Well, now... it isn't every day in engineering that you can call the first shot a complete, raving success. This was. With the H-Valve removed and the proto installed, it took about 5 minutes of 1300 RPM converter stall to push Lola's CVT to 175F, then nearly 20 minutes more to push her to 194F. Within 5 minutes of releasing the stall, she was cucumber-cool again at 165F. The latter is what I was really looking for, proof that with the heat injection to the beehive halted, the Hayden and OE exchanger are vastly more efficient. Without the solenoid, the same cooling took almost 20 minutes. That means on the highway with many times more forced air flowing through, they should have no problem keeping the temperature under tight control. The testing took all day, but color me happy as a pig in slop.

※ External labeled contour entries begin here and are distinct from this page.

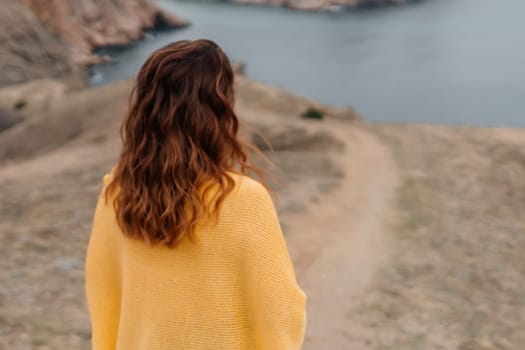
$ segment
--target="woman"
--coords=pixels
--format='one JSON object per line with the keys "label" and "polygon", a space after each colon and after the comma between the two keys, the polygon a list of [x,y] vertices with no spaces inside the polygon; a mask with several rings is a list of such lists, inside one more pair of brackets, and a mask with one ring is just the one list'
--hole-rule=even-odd
{"label": "woman", "polygon": [[93,350],[300,349],[306,297],[212,41],[143,65],[86,257]]}

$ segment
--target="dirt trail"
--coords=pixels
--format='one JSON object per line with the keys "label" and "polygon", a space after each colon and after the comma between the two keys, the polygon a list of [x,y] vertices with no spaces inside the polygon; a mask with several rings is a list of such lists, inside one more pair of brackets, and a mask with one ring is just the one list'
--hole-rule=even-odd
{"label": "dirt trail", "polygon": [[385,229],[397,185],[396,165],[375,136],[348,125],[332,132],[346,144],[338,156],[342,186],[307,208],[307,215],[286,218],[297,276],[308,295],[304,350],[353,348],[350,308],[388,253]]}

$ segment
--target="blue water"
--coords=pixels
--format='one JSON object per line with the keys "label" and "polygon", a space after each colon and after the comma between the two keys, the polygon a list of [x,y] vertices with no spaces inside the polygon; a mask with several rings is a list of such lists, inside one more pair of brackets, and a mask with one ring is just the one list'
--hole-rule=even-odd
{"label": "blue water", "polygon": [[156,48],[211,38],[246,74],[351,105],[368,120],[525,127],[525,1],[426,0],[344,13],[158,1],[191,27],[107,51],[92,84],[136,74]]}

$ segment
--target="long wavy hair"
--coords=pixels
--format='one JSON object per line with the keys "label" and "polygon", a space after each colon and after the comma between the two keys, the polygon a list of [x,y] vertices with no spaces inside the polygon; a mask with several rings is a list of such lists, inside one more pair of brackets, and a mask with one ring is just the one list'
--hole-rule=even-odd
{"label": "long wavy hair", "polygon": [[204,215],[217,213],[234,188],[230,172],[263,180],[246,151],[255,147],[237,137],[233,82],[227,56],[210,40],[174,42],[144,63],[105,192],[106,201],[115,194],[125,235],[176,246],[185,235],[193,239]]}

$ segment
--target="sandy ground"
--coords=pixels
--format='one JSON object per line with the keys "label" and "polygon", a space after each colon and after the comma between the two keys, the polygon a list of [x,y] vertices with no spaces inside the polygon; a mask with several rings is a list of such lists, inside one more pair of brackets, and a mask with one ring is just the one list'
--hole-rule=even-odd
{"label": "sandy ground", "polygon": [[[127,88],[0,133],[0,349],[89,349],[83,259]],[[306,120],[307,100],[238,90],[243,136],[274,145],[305,350],[522,348],[525,131]]]}

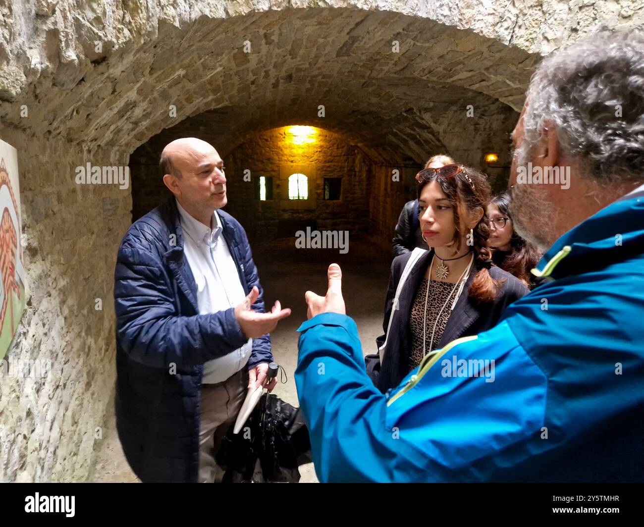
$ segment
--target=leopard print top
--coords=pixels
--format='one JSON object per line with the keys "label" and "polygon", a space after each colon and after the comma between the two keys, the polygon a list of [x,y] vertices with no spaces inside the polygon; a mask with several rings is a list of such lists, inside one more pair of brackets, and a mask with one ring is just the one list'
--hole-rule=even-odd
{"label": "leopard print top", "polygon": [[[431,331],[434,329],[434,323],[436,322],[436,317],[438,316],[440,308],[450,297],[445,309],[440,314],[440,318],[438,323],[436,324],[436,330],[434,331],[434,340],[432,344],[433,349],[439,347],[440,338],[442,336],[445,327],[447,325],[448,319],[451,313],[450,309],[451,303],[454,302],[454,297],[456,296],[457,289],[454,290],[453,283],[447,282],[439,282],[438,280],[430,280],[430,291],[427,296],[427,329],[426,330],[425,350],[428,353],[430,351],[430,341],[431,340]],[[427,291],[427,278],[422,280],[418,291],[416,291],[416,296],[413,299],[413,303],[412,305],[412,313],[410,318],[409,324],[412,330],[412,351],[409,358],[409,370],[412,371],[416,368],[421,361],[422,360],[422,321],[424,318],[423,311],[425,307],[425,292]]]}

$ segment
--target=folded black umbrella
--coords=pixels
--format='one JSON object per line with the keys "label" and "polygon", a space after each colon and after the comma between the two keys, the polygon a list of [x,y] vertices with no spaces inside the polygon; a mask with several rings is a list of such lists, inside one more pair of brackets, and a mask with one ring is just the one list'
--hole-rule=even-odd
{"label": "folded black umbrella", "polygon": [[215,459],[224,483],[298,483],[299,466],[312,461],[302,412],[265,394],[238,434],[231,427]]}

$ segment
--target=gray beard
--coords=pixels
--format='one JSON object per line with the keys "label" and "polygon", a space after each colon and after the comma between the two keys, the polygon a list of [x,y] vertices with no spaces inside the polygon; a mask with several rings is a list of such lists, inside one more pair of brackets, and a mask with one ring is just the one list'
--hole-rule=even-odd
{"label": "gray beard", "polygon": [[[540,251],[545,252],[556,240],[553,236],[552,223],[557,210],[551,203],[540,198],[538,190],[527,184],[515,185],[509,209],[517,234]],[[524,220],[526,225],[522,222]]]}

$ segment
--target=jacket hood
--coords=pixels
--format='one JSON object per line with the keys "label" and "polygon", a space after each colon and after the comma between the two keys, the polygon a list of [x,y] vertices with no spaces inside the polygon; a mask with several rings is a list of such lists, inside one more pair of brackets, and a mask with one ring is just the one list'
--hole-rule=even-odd
{"label": "jacket hood", "polygon": [[561,236],[532,273],[560,278],[587,273],[644,252],[644,185]]}

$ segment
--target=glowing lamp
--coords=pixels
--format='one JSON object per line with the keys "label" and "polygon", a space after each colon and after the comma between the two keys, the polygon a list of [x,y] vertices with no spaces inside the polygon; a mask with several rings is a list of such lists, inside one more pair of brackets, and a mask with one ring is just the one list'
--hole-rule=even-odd
{"label": "glowing lamp", "polygon": [[316,129],[312,126],[289,126],[287,132],[293,144],[306,144],[316,142]]}

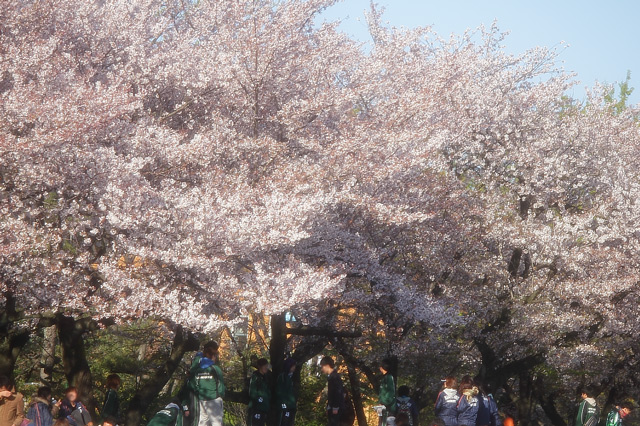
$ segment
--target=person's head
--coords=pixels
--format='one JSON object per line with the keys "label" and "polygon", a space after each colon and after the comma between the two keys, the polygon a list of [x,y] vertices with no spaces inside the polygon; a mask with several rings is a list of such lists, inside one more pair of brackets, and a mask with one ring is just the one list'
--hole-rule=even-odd
{"label": "person's head", "polygon": [[409,416],[407,413],[398,413],[396,415],[396,426],[409,426]]}
{"label": "person's head", "polygon": [[444,378],[445,389],[456,389],[458,387],[458,381],[453,376],[447,376]]}
{"label": "person's head", "polygon": [[107,376],[107,389],[118,390],[121,384],[122,380],[120,380],[120,376],[117,374],[109,374]]}
{"label": "person's head", "polygon": [[219,348],[220,345],[218,345],[218,342],[212,340],[204,345],[204,347],[202,348],[202,354],[209,359],[215,360],[218,358]]}
{"label": "person's head", "polygon": [[78,400],[78,389],[71,386],[64,391],[64,397],[71,403],[74,403]]}
{"label": "person's head", "polygon": [[593,388],[593,386],[585,386],[582,388],[582,391],[580,393],[580,397],[582,399],[587,399],[587,398],[594,398],[596,396],[596,391]]}
{"label": "person's head", "polygon": [[411,393],[409,386],[403,385],[398,388],[398,396],[407,397],[409,396],[409,393]]}
{"label": "person's head", "polygon": [[11,391],[11,380],[7,376],[0,376],[0,391]]}
{"label": "person's head", "polygon": [[258,373],[267,374],[269,371],[269,361],[266,358],[260,358],[258,362],[256,362],[256,368],[258,369]]}
{"label": "person's head", "polygon": [[38,398],[44,399],[47,402],[51,402],[51,388],[49,386],[43,386],[38,389]]}
{"label": "person's head", "polygon": [[102,421],[102,426],[116,426],[118,421],[113,417],[107,417]]}
{"label": "person's head", "polygon": [[628,403],[620,404],[620,409],[618,412],[620,413],[620,417],[627,417],[633,411],[633,406]]}
{"label": "person's head", "polygon": [[282,368],[282,371],[284,371],[287,374],[293,374],[296,371],[296,360],[293,358],[287,358],[284,361],[284,365]]}
{"label": "person's head", "polygon": [[387,374],[389,371],[391,371],[391,361],[385,358],[380,362],[380,372],[382,374]]}
{"label": "person's head", "polygon": [[320,370],[324,374],[331,374],[334,368],[336,368],[336,363],[333,361],[333,358],[330,356],[323,356],[320,360]]}

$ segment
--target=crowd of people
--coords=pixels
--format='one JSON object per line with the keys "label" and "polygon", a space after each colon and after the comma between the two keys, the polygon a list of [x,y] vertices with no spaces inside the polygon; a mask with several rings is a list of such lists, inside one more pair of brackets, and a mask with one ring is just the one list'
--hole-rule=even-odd
{"label": "crowd of people", "polygon": [[[342,377],[330,356],[320,360],[320,370],[327,377],[327,424],[351,426],[355,411]],[[282,373],[272,383],[269,362],[265,358],[254,363],[255,372],[249,382],[248,419],[250,426],[270,424],[293,426],[295,423],[298,391],[294,385],[296,361],[288,358]],[[380,363],[379,404],[374,407],[379,426],[417,426],[419,406],[410,397],[407,386],[396,388],[391,374],[390,360]],[[118,389],[121,380],[117,374],[107,377],[107,391],[100,410],[102,426],[122,424]],[[222,426],[225,383],[219,365],[218,344],[209,342],[194,357],[185,385],[169,404],[158,411],[148,426]],[[575,426],[600,425],[600,408],[590,388],[582,392]],[[274,410],[274,407],[276,409]],[[629,404],[612,409],[605,419],[606,426],[621,426],[632,410]],[[443,389],[435,401],[437,416],[433,426],[513,426],[513,419],[504,420],[498,412],[493,396],[477,380],[465,376],[460,383],[454,377],[443,380]],[[25,413],[24,397],[16,392],[7,377],[0,376],[0,426],[93,426],[91,414],[78,400],[78,391],[70,387],[64,398],[56,401],[51,389],[41,387],[31,398]]]}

The only problems I found were purely mechanical. The solenoid assembly wouldn't fit behind the fill tube and needed to be wormed around it to get into place. That may not be possible on the RE0F09's where there's more crap in the 3-pound bag, so it will definitely be necessary to notch the bracket and allow it to be "turned" in at 90 degrees. Other than that, everything should fit as planned. The lower hose to the existing thermostat will get cut back about 3" and the upper hose extended 3~4" with a coupler. The sensor will just require cutting the hose about 2" from the hive and inserting the tee.
These pics were taken looking through the lefthand wheel well with the cover pulled back. Once the bracket design is straightened out, the installation should be a 2~3 hour job. Ignore the pink and white wires, the pink was my temporary power jumper and the white was for a kluje-wired status LED that won't exist on the final version. I removed the solenoid assembly after the test but left the sensor in place, Lola will definitely get a permanent installation once the design is finalized:
Vis the accuracy, the Ford sensors worked almost exactly to spec, changeover thresholds were within 3F across the board compared to readings from CVTz50. The next step is to order a panel of "production" PCB's and see if I can find someone local to machine or plasma-cut brackets. In the meantime, I only need one of the two protos. If anyone wants to be a guinea pig and figure out their own mounting scheme, I'll part with it for the cost of the components. I'll figure that out if one of you wants it, but it should be under $100.